My point is that your domain name is virtual, it's property, and yet
you pay real money for it.  There's not even any `real' property
behind it, like one would have if one bought stock.

But yeah, I wouldn't pay dollars for a house in SL.  Perhaps I might
though if I played the game, and thought that having the house would
make it more fun.

| And along the lines of a prior discussion - what happens when Linden
| starts charging property taxes?  WHAT THEN?

I thought they already did?  I thought that if you owned land in SL,
you had to pay a certain amount in tax for it each month.  In Linden
dollars, of course.

In any event, I don't see why people would debate taxing things in
things like SL.  The answer is obvious, and already done -- as long as
the money stays virtual, there is no tax.  The moment you exchange
virtual assets for real assets, that's a taxable event.  When your
real world stocks go up, you don't pay taxes on them, do you?  You pay
taxes when you realize the profit, not when you recognize it.

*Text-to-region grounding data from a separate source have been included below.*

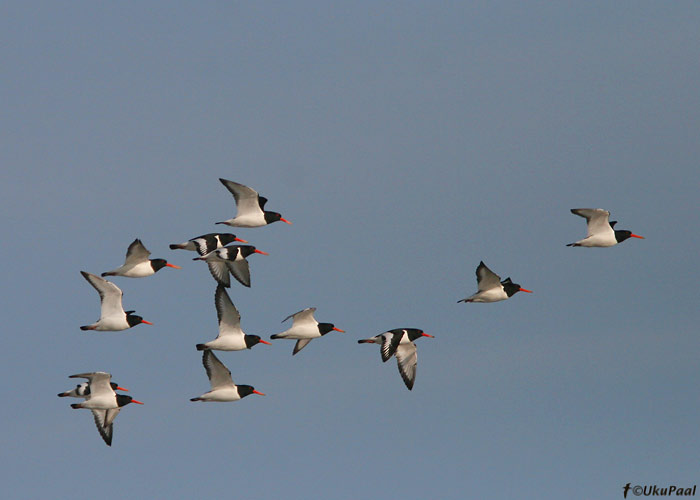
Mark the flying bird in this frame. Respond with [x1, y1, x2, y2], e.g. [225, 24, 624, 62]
[193, 245, 268, 288]
[67, 372, 143, 446]
[458, 261, 533, 303]
[169, 233, 248, 256]
[358, 328, 434, 390]
[79, 271, 153, 331]
[216, 178, 292, 227]
[270, 307, 344, 355]
[58, 381, 128, 398]
[567, 208, 644, 247]
[190, 350, 265, 402]
[196, 285, 272, 351]
[101, 239, 181, 278]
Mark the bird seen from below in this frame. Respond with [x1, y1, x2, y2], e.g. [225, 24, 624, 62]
[79, 271, 153, 331]
[567, 208, 644, 247]
[270, 307, 345, 355]
[458, 261, 533, 303]
[190, 350, 265, 402]
[102, 238, 181, 278]
[216, 178, 292, 227]
[65, 372, 143, 446]
[196, 285, 272, 351]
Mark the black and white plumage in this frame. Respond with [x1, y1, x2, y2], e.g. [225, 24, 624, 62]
[458, 261, 533, 303]
[216, 178, 292, 227]
[66, 372, 143, 446]
[196, 285, 272, 351]
[193, 245, 268, 288]
[101, 239, 181, 278]
[58, 381, 127, 398]
[358, 328, 434, 390]
[270, 307, 345, 355]
[190, 350, 265, 402]
[567, 208, 644, 247]
[169, 233, 248, 256]
[79, 271, 153, 331]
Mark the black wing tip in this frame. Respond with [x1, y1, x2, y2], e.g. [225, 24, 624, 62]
[400, 372, 415, 390]
[79, 326, 90, 331]
[169, 244, 181, 250]
[190, 397, 201, 402]
[195, 344, 207, 351]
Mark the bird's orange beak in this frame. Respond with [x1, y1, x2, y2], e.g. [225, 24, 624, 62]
[519, 288, 533, 293]
[255, 249, 269, 256]
[259, 339, 272, 345]
[131, 399, 144, 405]
[166, 263, 181, 269]
[630, 234, 644, 239]
[253, 390, 265, 396]
[116, 386, 129, 392]
[333, 327, 345, 332]
[235, 237, 248, 243]
[281, 217, 292, 225]
[141, 320, 153, 325]
[422, 333, 435, 338]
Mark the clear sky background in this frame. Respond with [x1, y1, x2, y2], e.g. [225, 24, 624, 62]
[2, 2, 699, 499]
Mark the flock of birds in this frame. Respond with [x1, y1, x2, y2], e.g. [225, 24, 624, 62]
[57, 179, 644, 446]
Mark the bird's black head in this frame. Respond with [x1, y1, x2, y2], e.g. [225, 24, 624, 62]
[116, 394, 134, 407]
[150, 258, 169, 271]
[614, 229, 644, 243]
[126, 312, 142, 327]
[237, 245, 268, 259]
[264, 211, 292, 225]
[501, 278, 521, 297]
[244, 334, 271, 348]
[237, 385, 263, 398]
[218, 233, 239, 246]
[238, 245, 256, 258]
[501, 278, 533, 297]
[405, 328, 429, 342]
[126, 312, 152, 327]
[318, 323, 344, 335]
[150, 258, 180, 272]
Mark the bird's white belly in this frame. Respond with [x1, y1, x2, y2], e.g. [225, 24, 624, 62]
[120, 262, 155, 277]
[278, 325, 320, 339]
[96, 315, 129, 331]
[202, 388, 241, 402]
[229, 213, 265, 227]
[472, 288, 508, 303]
[577, 234, 617, 247]
[206, 335, 248, 351]
[83, 395, 117, 410]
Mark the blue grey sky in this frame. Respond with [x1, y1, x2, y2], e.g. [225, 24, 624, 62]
[2, 2, 699, 499]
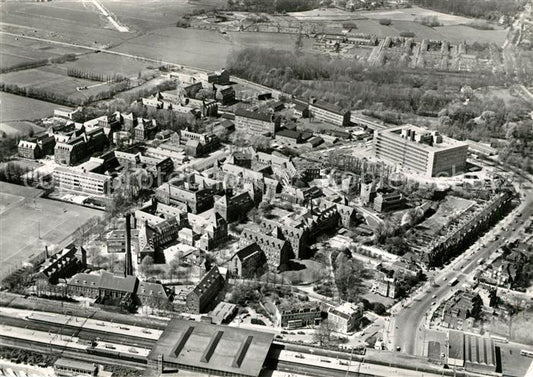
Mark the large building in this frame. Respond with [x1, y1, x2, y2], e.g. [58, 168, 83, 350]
[373, 125, 468, 177]
[308, 100, 350, 126]
[147, 318, 274, 377]
[53, 165, 111, 197]
[234, 109, 280, 136]
[186, 266, 225, 314]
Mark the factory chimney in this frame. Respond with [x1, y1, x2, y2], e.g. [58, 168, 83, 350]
[80, 246, 87, 267]
[124, 213, 133, 276]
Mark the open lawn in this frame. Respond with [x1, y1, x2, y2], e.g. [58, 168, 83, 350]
[0, 121, 45, 138]
[0, 92, 61, 122]
[0, 182, 103, 281]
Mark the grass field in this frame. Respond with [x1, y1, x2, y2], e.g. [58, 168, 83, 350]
[0, 121, 45, 138]
[0, 92, 62, 122]
[0, 182, 102, 281]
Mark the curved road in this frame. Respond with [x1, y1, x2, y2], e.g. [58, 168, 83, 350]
[393, 190, 533, 356]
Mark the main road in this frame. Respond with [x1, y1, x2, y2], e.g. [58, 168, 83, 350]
[393, 189, 533, 356]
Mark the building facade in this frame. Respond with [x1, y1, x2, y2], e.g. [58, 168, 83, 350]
[374, 125, 468, 177]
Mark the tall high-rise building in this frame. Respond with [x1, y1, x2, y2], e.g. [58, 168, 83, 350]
[373, 125, 468, 177]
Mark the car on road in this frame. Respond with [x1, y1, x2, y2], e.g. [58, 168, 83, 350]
[396, 346, 401, 351]
[432, 295, 437, 298]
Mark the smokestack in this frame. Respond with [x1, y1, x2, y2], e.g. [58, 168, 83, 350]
[124, 213, 133, 276]
[45, 245, 49, 259]
[80, 246, 87, 267]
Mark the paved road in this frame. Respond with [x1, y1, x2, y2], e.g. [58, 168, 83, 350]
[393, 190, 533, 356]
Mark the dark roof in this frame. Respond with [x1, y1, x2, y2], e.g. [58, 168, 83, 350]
[307, 136, 323, 146]
[294, 102, 308, 111]
[448, 331, 465, 361]
[148, 319, 274, 377]
[310, 100, 348, 115]
[191, 266, 224, 298]
[235, 109, 272, 123]
[99, 272, 138, 293]
[68, 272, 138, 294]
[276, 129, 301, 140]
[138, 281, 168, 298]
[234, 243, 262, 261]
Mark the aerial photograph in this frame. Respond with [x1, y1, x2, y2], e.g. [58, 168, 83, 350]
[0, 0, 532, 376]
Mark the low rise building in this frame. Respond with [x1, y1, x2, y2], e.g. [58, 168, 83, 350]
[373, 190, 404, 212]
[234, 109, 280, 137]
[210, 301, 237, 325]
[308, 99, 350, 126]
[275, 303, 322, 329]
[327, 302, 364, 333]
[35, 244, 86, 284]
[240, 227, 291, 271]
[53, 165, 111, 197]
[18, 135, 55, 159]
[186, 266, 225, 314]
[229, 243, 266, 278]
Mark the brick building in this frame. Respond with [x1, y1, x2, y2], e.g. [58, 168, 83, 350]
[186, 266, 225, 314]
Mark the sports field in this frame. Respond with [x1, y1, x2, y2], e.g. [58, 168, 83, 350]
[0, 182, 102, 281]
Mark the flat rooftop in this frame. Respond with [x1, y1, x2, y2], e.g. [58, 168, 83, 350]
[149, 319, 274, 377]
[381, 125, 468, 151]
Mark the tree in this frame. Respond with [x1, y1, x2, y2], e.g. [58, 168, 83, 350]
[313, 320, 333, 347]
[140, 256, 155, 276]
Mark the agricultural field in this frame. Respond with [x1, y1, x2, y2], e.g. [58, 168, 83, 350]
[60, 53, 156, 78]
[0, 67, 102, 104]
[353, 6, 475, 25]
[0, 1, 132, 48]
[0, 34, 87, 71]
[0, 92, 61, 123]
[101, 0, 225, 33]
[433, 25, 507, 45]
[0, 182, 102, 281]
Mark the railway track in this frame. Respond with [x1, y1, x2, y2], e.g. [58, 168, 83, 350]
[0, 315, 157, 349]
[0, 338, 146, 370]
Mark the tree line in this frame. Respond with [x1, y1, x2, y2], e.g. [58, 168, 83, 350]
[412, 0, 526, 22]
[227, 0, 326, 13]
[67, 68, 127, 83]
[0, 53, 77, 74]
[227, 47, 505, 114]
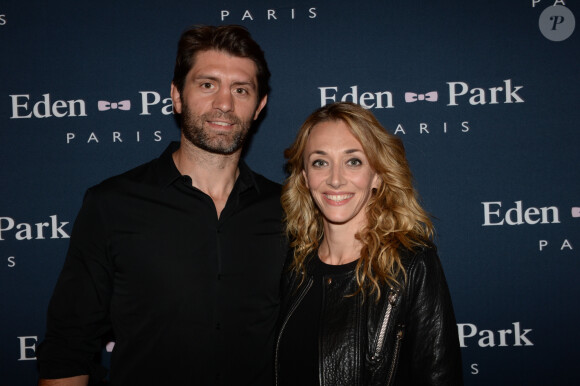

Now, at least in the US, people do pay property taxes, but it's
usually only for things like land or buildings.  You don't pay
property taxes on your computer or plasma TV.

(Now, business do pay property taxes on more of their property.)

I guess they could try to expand that to `virtual' land, but that
would just be ... weird.  What state/county is my virtual land in?  If
I'm paying property taxes to Texas (or whatever state Linden or their
server is in), why can't I find my property on a legal map?

Hopefully common sense will prevail and they'll leave things as-is.
Considering how `vague' the idea of taxing land in a game like SL is,
they'll probably never be able to work out how to do it, and so common
sense will prevail -- by accident, but hey, we take what we can get.

-- 
Doug McLaren, dougmc at frenzied.us
You can tune a piano, but you can't tuna fish.
You can tune a filesystem, but you can't tuna fish.